Il y avait les préparatifs de matinées de pêche en duo, avec mon père et Bébert, le cousin d’en face, qui se liaient les poignets par les extrémités d’une longue ficelle, passant au premier par les deux fenêtres, et tendue de façon qu’à la pointe du jour, le premier réveillé tire hardiment pour réveiller l’autre, pour partir à la fraîche ensemble en Loire, vers « l’égout du sang » près des abattoirs, lieu notoirement poissonneux.

Tout ça c’était le tout-venant des amusements. Écoutez une invention de Bébert.

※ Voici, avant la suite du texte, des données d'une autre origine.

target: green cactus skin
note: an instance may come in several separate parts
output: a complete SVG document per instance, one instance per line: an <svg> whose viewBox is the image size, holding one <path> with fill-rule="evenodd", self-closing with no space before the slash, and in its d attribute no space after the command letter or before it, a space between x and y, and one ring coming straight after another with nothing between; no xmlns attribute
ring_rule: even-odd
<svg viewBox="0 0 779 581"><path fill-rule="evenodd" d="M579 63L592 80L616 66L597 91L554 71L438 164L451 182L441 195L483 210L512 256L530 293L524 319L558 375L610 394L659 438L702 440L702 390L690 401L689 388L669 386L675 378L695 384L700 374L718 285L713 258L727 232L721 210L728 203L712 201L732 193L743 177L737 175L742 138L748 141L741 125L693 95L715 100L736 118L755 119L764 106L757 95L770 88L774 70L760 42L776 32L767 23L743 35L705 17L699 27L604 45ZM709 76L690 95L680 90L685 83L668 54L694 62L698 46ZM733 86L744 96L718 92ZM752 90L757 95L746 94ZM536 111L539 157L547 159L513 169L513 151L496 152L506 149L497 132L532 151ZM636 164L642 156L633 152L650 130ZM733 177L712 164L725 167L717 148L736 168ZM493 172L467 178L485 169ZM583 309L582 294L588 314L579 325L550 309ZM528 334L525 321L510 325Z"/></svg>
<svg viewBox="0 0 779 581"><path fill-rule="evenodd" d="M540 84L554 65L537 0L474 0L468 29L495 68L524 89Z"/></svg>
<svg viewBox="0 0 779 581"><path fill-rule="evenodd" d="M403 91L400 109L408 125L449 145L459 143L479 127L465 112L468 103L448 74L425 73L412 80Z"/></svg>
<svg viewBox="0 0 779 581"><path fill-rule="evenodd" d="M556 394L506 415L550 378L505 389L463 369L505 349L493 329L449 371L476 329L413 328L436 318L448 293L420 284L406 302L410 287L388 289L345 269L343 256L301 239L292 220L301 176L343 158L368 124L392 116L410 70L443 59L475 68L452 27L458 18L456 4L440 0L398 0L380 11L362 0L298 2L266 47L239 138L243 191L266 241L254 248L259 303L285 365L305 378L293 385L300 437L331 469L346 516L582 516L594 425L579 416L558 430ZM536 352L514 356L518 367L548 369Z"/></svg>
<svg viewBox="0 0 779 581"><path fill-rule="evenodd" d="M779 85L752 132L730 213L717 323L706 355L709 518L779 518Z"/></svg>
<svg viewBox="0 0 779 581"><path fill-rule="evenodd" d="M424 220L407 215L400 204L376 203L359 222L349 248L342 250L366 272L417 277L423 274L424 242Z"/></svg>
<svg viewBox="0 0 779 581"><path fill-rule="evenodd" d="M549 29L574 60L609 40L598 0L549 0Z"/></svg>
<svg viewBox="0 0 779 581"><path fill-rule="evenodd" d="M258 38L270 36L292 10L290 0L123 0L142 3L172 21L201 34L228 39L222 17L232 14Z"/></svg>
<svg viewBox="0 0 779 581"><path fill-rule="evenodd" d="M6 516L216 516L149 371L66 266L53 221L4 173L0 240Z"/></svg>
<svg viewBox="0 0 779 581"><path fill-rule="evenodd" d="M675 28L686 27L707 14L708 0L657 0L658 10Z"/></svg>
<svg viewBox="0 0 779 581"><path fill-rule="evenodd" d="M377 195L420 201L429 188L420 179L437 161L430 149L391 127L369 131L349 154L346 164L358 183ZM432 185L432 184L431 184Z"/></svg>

Un soir ils étaient à trois penchés mains sur les genoux vers une bouche d’égout, et Bébert ameutait à voix forte : « si si, je te dis, regarde ! il va sortir ! ». Peu à peu les passants intrigués s’arrêtaient pour observer, eux aussi. Même des messieurs en chapeaux melon et de respectables matrones. Quand il y eut pas mal de curieux anxieux de voir apparaitre un rat, Bébert, fesses en l’air, lâcha un formidable pet en criant : « ça y est, il est sorti, j’te l’avais bien dit ! », sous les cris indignés des témoins : « Voyous, espèces de petits dégoutants ! ».

So long, adieu la rue de papa, adieu temps oubliés.